988. Smallest String Starting From Leaf

求字典顺序最小的路径，路径指叶子节点到根节点的路径。0对应a，1对应b。原题

Input: [0,1,2,3,4,3,4]
Output: "dba"

方法一：先列出所有根到叶子的路径，再reverse求最小值。

def smallestFromLeaf(self, root: 'TreeNode') -> 'str':
    OFFSET = ord('a')
    stack = root and [(root, chr(root.val+OFFSET))]
    ans = '~'
    while stack:
        n, p = stack.pop()
        if not n.left and not n.right:
            ans = min(ans, p[::-1])
        if n.right:
            stack.append((n.right, p+chr(n.right.val+OFFSET)))
        if n.left:
            stack.append((n.left, p+chr(n.left.val+OFFSET)))
    return ans

方法二：dfs. 递归计算完左右节点，然后再将根节点pop掉。

def smallestFromLeaf(self, root: 'TreeNode') -> 'str':
    self.ans = '~'
    
    def dfs(node, A):
        if node:
            A.append(chr(node.val + ord('a')))
            if not node.left and not node.right:
                self.ans = min(self.ans, ''.join(reversed(A)))
            dfs(node.left, A)
            dfs(node.right, A)
            A.pop()
        
    dfs(root, [])
    return self.ans

112. Path Sum

判断是否具有从根节点到叶子节点上的值和为sum。原题

方法一：recursively

def hasPathSum(self, root: 'TreeNode', total: 'int') -> 'bool':
    if not root:
        return False
    elif (not root.left and not root.right and 
        root.val==total):
        return True
    else:
        return (self.hasPathSum(root.left, total-root.val) or 
                self.hasPathSum(root.right, total-root.val))

方法二：iteratively

def hasPathSum(self, root: 'TreeNode', total: 'int') -> 'bool':
    stack = root and [(root, total)]
    while stack:
        n, t = stack.pop()
        if not n.left and not n.right and n.val==t:
            return True
        if n.right:
            stack.append((n.right, t-n.val))
        if n.left:
            stack.append((n.left, t-n.val))
    return False

113. Path Sum II

上题的升级版，要求二维数组返回所有路径。原题

sum = 22

      5
     / \
    4   8
   /   / \
  11  13  4
 /  \    / \
7    2  5   1

[
   [5,4,11,2],
   [5,8,4,5]
]

方法一：iteratively. 举一反三。

def pathSum(self, root: 'TreeNode', total: 'int') -> 'List[List[int]]':
    stack = root and [(root, [root.val], total)]
    ans = []
    while stack:
        n, v, t = stack.pop()
        if not n.left and not n.right and n.val==t:
            ans.append(v)
        if n.right:
            stack.append((n.right, v+[n.right.val], t-n.val))
        if n.left:
            stack.append((n.left, v+[n.left.val], t-n.val))
    return ans

recursively. 先找出所有路径，再过滤，实际上和257题一样。
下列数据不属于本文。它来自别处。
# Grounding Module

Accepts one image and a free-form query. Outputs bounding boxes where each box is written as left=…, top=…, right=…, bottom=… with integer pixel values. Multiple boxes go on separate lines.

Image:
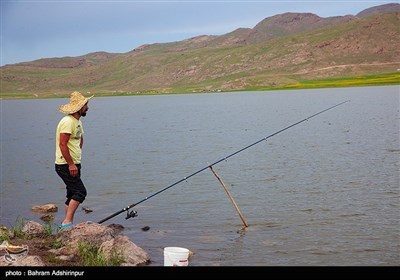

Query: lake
left=0, top=86, right=400, bottom=266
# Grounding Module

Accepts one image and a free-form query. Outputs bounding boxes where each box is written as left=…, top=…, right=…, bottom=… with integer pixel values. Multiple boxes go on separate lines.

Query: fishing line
left=98, top=100, right=350, bottom=224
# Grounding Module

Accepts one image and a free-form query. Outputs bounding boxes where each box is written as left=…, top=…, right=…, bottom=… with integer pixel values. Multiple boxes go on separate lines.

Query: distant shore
left=0, top=71, right=400, bottom=99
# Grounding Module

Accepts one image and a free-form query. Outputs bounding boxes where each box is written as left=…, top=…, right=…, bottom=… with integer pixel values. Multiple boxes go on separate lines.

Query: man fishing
left=55, top=91, right=93, bottom=229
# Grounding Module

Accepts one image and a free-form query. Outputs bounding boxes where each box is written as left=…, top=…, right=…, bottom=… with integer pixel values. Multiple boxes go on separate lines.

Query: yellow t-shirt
left=55, top=115, right=83, bottom=164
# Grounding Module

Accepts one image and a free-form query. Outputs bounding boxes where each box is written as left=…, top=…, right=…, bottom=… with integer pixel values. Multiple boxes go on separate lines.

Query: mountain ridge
left=1, top=4, right=400, bottom=96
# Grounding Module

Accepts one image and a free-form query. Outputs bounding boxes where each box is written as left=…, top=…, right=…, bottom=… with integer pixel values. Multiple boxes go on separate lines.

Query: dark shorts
left=55, top=164, right=87, bottom=205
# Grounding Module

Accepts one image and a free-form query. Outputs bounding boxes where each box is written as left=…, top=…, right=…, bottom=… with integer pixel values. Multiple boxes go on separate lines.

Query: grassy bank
left=0, top=72, right=400, bottom=99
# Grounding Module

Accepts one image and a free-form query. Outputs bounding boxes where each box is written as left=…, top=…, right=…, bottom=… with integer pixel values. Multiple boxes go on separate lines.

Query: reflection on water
left=0, top=86, right=400, bottom=266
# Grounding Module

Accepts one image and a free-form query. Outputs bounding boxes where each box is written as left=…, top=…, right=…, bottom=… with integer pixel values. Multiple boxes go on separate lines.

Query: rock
left=31, top=203, right=58, bottom=213
left=82, top=207, right=93, bottom=213
left=58, top=222, right=115, bottom=255
left=40, top=214, right=54, bottom=222
left=99, top=235, right=150, bottom=266
left=22, top=221, right=46, bottom=236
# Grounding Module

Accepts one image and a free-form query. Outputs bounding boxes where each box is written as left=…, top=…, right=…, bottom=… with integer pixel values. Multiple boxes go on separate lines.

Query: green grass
left=282, top=73, right=400, bottom=89
left=78, top=241, right=124, bottom=266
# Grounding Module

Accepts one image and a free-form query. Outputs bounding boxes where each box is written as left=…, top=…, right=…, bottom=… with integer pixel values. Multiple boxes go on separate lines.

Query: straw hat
left=59, top=91, right=94, bottom=115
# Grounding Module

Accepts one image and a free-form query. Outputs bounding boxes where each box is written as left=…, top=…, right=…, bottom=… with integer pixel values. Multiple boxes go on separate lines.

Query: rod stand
left=125, top=210, right=137, bottom=220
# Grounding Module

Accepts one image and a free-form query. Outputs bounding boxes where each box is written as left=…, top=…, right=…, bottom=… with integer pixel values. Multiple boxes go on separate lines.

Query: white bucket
left=164, top=247, right=189, bottom=266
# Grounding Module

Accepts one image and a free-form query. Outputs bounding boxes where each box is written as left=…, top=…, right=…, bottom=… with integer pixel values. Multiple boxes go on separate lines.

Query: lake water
left=0, top=86, right=400, bottom=266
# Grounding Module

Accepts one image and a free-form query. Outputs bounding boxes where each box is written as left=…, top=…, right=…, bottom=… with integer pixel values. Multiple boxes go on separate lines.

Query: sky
left=0, top=0, right=399, bottom=66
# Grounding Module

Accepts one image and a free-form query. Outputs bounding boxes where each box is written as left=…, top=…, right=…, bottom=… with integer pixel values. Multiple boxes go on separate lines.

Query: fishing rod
left=98, top=100, right=350, bottom=224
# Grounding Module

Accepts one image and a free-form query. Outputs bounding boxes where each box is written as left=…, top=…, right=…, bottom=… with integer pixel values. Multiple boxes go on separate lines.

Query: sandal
left=58, top=223, right=74, bottom=230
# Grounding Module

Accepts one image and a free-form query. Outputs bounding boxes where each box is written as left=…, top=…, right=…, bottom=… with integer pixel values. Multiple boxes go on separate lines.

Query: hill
left=0, top=4, right=400, bottom=98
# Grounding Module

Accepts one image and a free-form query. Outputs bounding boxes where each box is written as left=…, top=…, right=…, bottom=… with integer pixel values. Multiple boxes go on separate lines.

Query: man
left=55, top=91, right=93, bottom=229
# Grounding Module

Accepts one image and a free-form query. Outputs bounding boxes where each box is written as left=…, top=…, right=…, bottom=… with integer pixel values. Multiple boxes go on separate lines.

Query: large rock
left=22, top=221, right=46, bottom=236
left=99, top=235, right=150, bottom=266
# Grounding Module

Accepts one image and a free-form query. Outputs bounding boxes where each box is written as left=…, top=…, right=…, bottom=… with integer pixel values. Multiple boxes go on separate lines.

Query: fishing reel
left=125, top=210, right=137, bottom=220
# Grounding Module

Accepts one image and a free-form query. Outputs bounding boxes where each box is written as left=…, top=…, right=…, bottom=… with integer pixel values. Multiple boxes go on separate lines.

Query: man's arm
left=60, top=133, right=78, bottom=176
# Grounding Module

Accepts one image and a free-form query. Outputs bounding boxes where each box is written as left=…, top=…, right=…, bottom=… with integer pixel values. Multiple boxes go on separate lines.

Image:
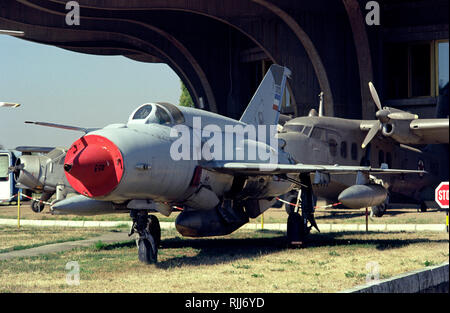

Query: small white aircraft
left=0, top=102, right=20, bottom=108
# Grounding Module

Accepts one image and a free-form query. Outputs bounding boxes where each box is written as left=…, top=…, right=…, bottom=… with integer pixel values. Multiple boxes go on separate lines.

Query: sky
left=0, top=35, right=181, bottom=149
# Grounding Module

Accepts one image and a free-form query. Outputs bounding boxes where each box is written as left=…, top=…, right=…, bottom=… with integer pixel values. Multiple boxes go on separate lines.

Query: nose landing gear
left=128, top=210, right=161, bottom=264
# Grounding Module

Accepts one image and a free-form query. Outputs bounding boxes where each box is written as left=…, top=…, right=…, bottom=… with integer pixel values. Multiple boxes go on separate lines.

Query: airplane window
left=341, top=141, right=347, bottom=159
left=303, top=126, right=311, bottom=136
left=133, top=104, right=152, bottom=120
left=328, top=139, right=337, bottom=156
left=155, top=107, right=172, bottom=125
left=350, top=143, right=358, bottom=160
left=158, top=102, right=185, bottom=124
left=283, top=125, right=303, bottom=133
left=0, top=154, right=9, bottom=181
left=311, top=127, right=325, bottom=141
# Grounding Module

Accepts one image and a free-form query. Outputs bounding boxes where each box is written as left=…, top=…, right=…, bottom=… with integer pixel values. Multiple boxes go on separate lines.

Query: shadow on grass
left=94, top=230, right=448, bottom=269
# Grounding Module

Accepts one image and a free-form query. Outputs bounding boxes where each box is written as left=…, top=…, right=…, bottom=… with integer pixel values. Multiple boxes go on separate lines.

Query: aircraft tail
left=240, top=64, right=291, bottom=126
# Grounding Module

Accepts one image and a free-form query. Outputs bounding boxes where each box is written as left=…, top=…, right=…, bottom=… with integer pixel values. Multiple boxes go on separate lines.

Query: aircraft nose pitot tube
left=12, top=155, right=48, bottom=189
left=64, top=135, right=123, bottom=197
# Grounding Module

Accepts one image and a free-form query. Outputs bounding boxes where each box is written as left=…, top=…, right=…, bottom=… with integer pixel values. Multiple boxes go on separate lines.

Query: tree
left=180, top=82, right=194, bottom=108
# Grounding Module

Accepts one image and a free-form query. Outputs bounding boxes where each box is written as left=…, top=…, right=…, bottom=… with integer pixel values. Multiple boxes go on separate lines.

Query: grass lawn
left=0, top=225, right=118, bottom=253
left=0, top=203, right=445, bottom=224
left=0, top=230, right=449, bottom=293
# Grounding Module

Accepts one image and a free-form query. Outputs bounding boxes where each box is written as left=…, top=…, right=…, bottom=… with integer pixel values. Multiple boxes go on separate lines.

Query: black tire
left=138, top=238, right=158, bottom=264
left=31, top=200, right=45, bottom=213
left=148, top=215, right=161, bottom=248
left=420, top=201, right=428, bottom=212
left=287, top=212, right=306, bottom=245
left=371, top=205, right=386, bottom=217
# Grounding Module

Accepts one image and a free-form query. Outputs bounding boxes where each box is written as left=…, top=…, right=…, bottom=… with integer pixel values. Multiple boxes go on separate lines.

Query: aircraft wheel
left=148, top=215, right=161, bottom=247
left=371, top=205, right=386, bottom=217
left=31, top=200, right=45, bottom=213
left=287, top=212, right=306, bottom=245
left=138, top=234, right=158, bottom=264
left=420, top=201, right=428, bottom=212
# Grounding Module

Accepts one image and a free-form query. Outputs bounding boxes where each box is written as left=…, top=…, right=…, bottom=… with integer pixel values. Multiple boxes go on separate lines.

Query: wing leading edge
left=202, top=162, right=427, bottom=176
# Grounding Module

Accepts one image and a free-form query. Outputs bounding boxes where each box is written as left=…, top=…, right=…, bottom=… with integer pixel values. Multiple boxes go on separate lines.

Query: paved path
left=0, top=232, right=132, bottom=260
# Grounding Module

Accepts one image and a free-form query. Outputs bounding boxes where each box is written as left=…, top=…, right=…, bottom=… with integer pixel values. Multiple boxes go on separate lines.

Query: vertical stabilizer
left=240, top=64, right=291, bottom=126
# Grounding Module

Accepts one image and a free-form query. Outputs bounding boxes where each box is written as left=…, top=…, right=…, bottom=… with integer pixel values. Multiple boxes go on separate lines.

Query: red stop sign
left=434, top=181, right=448, bottom=209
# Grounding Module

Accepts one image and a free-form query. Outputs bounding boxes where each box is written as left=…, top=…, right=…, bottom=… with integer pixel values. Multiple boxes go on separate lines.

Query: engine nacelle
left=381, top=120, right=420, bottom=144
left=338, top=184, right=387, bottom=209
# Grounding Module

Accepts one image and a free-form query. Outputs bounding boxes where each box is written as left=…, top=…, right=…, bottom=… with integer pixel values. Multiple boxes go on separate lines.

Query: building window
left=350, top=143, right=358, bottom=160
left=386, top=152, right=392, bottom=168
left=436, top=41, right=449, bottom=95
left=328, top=139, right=337, bottom=156
left=341, top=141, right=347, bottom=159
left=378, top=150, right=384, bottom=166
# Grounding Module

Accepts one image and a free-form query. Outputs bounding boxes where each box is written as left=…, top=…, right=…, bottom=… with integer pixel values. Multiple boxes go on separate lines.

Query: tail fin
left=240, top=64, right=291, bottom=126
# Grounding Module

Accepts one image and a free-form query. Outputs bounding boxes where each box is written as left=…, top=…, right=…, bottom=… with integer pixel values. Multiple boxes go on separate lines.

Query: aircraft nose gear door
left=128, top=210, right=161, bottom=264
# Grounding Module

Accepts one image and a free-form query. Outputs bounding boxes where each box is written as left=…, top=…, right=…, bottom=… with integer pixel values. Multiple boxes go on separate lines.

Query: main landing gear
left=31, top=192, right=53, bottom=213
left=128, top=210, right=161, bottom=264
left=287, top=173, right=319, bottom=246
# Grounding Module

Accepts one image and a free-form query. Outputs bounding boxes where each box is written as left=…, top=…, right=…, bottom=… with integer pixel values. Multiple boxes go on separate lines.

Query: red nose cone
left=64, top=135, right=123, bottom=197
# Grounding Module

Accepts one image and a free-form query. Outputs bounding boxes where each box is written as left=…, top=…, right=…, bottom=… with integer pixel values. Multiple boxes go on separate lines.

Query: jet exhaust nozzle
left=338, top=184, right=387, bottom=209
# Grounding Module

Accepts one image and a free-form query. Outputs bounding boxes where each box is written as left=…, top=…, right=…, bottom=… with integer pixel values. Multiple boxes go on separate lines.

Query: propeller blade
left=369, top=82, right=382, bottom=110
left=8, top=164, right=25, bottom=174
left=361, top=121, right=381, bottom=149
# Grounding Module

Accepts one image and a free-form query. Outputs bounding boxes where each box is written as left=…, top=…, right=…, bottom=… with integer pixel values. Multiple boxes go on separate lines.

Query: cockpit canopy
left=128, top=102, right=185, bottom=125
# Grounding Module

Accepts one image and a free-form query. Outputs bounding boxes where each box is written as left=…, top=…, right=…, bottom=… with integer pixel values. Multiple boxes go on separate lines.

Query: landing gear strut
left=31, top=192, right=53, bottom=213
left=128, top=210, right=161, bottom=264
left=287, top=173, right=319, bottom=246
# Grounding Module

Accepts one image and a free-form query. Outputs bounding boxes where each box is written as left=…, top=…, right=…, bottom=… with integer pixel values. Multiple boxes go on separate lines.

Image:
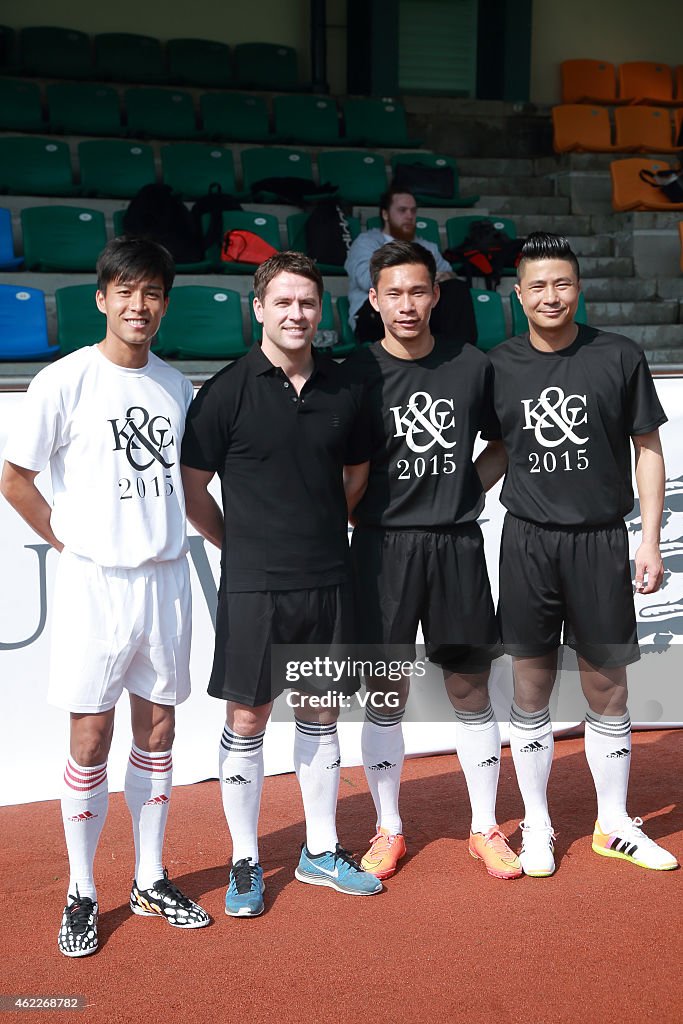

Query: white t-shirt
left=4, top=345, right=193, bottom=568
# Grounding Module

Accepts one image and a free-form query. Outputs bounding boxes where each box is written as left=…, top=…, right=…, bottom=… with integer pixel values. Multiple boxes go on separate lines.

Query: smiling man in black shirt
left=346, top=242, right=521, bottom=879
left=182, top=252, right=382, bottom=916
left=476, top=232, right=677, bottom=877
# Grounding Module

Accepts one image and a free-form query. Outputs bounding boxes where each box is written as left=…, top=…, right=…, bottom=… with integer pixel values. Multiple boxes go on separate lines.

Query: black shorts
left=209, top=584, right=360, bottom=708
left=351, top=522, right=502, bottom=673
left=498, top=512, right=640, bottom=668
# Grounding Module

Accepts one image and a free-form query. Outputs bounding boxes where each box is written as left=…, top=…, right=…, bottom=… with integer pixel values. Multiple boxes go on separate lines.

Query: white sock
left=454, top=703, right=501, bottom=833
left=510, top=700, right=555, bottom=828
left=218, top=725, right=265, bottom=864
left=360, top=705, right=405, bottom=836
left=61, top=757, right=109, bottom=900
left=586, top=710, right=631, bottom=831
left=124, top=743, right=173, bottom=889
left=294, top=718, right=340, bottom=855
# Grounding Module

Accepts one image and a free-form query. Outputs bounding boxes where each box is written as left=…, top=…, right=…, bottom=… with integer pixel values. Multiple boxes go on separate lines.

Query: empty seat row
left=553, top=103, right=683, bottom=153
left=0, top=284, right=532, bottom=361
left=0, top=26, right=299, bottom=89
left=0, top=135, right=478, bottom=207
left=560, top=59, right=683, bottom=105
left=0, top=78, right=420, bottom=147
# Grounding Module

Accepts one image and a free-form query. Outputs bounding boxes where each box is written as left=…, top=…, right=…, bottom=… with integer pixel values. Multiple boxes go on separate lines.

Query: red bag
left=220, top=228, right=278, bottom=266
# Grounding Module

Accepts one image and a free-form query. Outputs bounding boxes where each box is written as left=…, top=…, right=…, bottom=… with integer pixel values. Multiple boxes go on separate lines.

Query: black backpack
left=123, top=184, right=204, bottom=263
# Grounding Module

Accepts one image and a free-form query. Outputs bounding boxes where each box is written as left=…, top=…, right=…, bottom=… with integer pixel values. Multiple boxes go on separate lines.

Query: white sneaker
left=519, top=821, right=556, bottom=879
left=593, top=818, right=678, bottom=871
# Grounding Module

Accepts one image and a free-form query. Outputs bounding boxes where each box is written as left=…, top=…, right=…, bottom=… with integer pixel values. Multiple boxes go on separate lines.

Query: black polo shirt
left=181, top=345, right=370, bottom=592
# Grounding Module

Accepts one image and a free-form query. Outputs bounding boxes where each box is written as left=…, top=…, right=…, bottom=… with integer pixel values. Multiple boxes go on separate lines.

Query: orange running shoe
left=469, top=825, right=522, bottom=879
left=360, top=828, right=405, bottom=879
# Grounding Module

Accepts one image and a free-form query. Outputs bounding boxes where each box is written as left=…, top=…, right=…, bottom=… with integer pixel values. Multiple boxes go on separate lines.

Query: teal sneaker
left=225, top=857, right=265, bottom=918
left=294, top=843, right=382, bottom=896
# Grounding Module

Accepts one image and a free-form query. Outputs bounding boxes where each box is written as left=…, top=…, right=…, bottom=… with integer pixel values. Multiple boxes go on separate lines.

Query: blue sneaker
left=225, top=857, right=265, bottom=918
left=294, top=843, right=382, bottom=896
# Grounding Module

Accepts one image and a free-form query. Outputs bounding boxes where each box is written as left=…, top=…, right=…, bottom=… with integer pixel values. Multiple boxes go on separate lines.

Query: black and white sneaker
left=130, top=868, right=211, bottom=928
left=57, top=886, right=98, bottom=956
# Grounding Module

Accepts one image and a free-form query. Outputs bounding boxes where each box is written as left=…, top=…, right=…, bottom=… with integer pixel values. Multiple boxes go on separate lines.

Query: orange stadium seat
left=560, top=60, right=616, bottom=103
left=553, top=103, right=614, bottom=153
left=609, top=157, right=683, bottom=211
left=614, top=106, right=677, bottom=153
left=618, top=60, right=674, bottom=103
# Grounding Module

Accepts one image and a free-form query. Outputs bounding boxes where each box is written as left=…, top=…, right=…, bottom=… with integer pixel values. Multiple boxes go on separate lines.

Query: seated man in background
left=344, top=186, right=477, bottom=344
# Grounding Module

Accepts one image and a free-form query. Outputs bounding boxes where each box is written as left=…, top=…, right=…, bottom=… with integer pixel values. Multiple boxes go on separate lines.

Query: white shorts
left=47, top=550, right=191, bottom=714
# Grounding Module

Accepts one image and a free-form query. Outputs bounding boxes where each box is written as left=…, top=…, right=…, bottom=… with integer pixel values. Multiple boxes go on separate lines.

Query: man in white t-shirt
left=0, top=238, right=210, bottom=956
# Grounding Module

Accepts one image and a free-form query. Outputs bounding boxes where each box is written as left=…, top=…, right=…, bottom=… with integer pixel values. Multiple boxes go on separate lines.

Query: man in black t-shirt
left=345, top=242, right=521, bottom=879
left=476, top=232, right=677, bottom=877
left=182, top=252, right=382, bottom=916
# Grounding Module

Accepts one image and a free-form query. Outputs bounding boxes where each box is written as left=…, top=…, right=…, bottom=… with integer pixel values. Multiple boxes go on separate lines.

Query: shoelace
left=232, top=857, right=256, bottom=894
left=67, top=888, right=95, bottom=935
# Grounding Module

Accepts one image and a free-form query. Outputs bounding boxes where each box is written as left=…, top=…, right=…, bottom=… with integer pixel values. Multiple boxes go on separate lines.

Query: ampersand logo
left=391, top=391, right=457, bottom=453
left=522, top=387, right=588, bottom=449
left=109, top=406, right=175, bottom=471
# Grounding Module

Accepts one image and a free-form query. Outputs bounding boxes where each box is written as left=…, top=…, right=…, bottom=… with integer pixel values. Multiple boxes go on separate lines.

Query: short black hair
left=370, top=242, right=436, bottom=288
left=96, top=234, right=175, bottom=297
left=517, top=231, right=581, bottom=281
left=380, top=185, right=418, bottom=219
不过这并没有把这道题的特性涵盖进去。

def pathSum(self, root, sum_val):
    paths = self.all_paths(root)
    return [path for path in paths if sum(path)==sum_val]
    
def all_paths(self, root):
    if not root:
        return []
    return [[root.val]+path
            for kid in (root.left, root.right) if kid
            for path in self.all_paths(kid)] or [[root.val]]

方法三：recursively.

def pathSum(self, root, sum):
    if not root:
        return []
    val, *kids = root.val, root.left, root.right
    if any(kids):
        return [[val] + path
                for kid in kids if kid
                for path in self.pathSum(kid, sum-val)]
    return [[val]] if val==sum else []

方法四: dfs. 注意找到叶子节点后也要pop()。

def pathSum(self, root: TreeNode, sum: int) -> List[List[int]]:
    self.ans = []

    def dfs(node, s, p):
        if not node: return
        p.append(node.val)
        s += node.val
        if not node.left and not node.right and s==sum:
            self.ans.append(p[:])
        else:
            dfs(node.left, s, p)
            dfs(node.right, s, p)
        p.pop()

    dfs(root, 0, [])
    return self.ans

297. Serialize and Deserialize Binary Tree

序列化反序列化二叉树。原题

class Codec:

    def serialize(self, root):
        if not root:
            return '$'
        return (str(root.val) + ',' + self.serialize(root.left) + 
                ',' + self.serialize(root.right))
        
    def deserialize(self, data):
        nodes = data.split(',')[::-1]
        return self.deserialize_tree(nodes)
    
    def deserialize_tree(self, nodes):
        val = nodes.pop()
        if val == '$':
            return None
        root = TreeNode(val)
        root.left = self.deserialize_tree(nodes)
        root.right = self.deserialize_tree(nodes)
        return root

110. Balanced Binary Tree

判断是否是平衡二叉树。原题

方法一：递归+递归。

def isBalanced(self, root):
    if not root:
        return True
    return self.isBalanced(root.left) and self.isBalanced(root.right) and \
           abs(self.max_depth(root.left)-self.max_depth(root.right)) <= 1
    
def max_depth(self, root):
    if not root:
        return 0
    return max(self.max_depth(root.left), self.max_depth(root.right)) + 1

方法二：上诉两种方法中都包含了一些无意义的重复遍历。这里采用后序遍历，边遍历边判断，不会重复节点。受此思想启发，添加一种后序遍历二叉树的方法。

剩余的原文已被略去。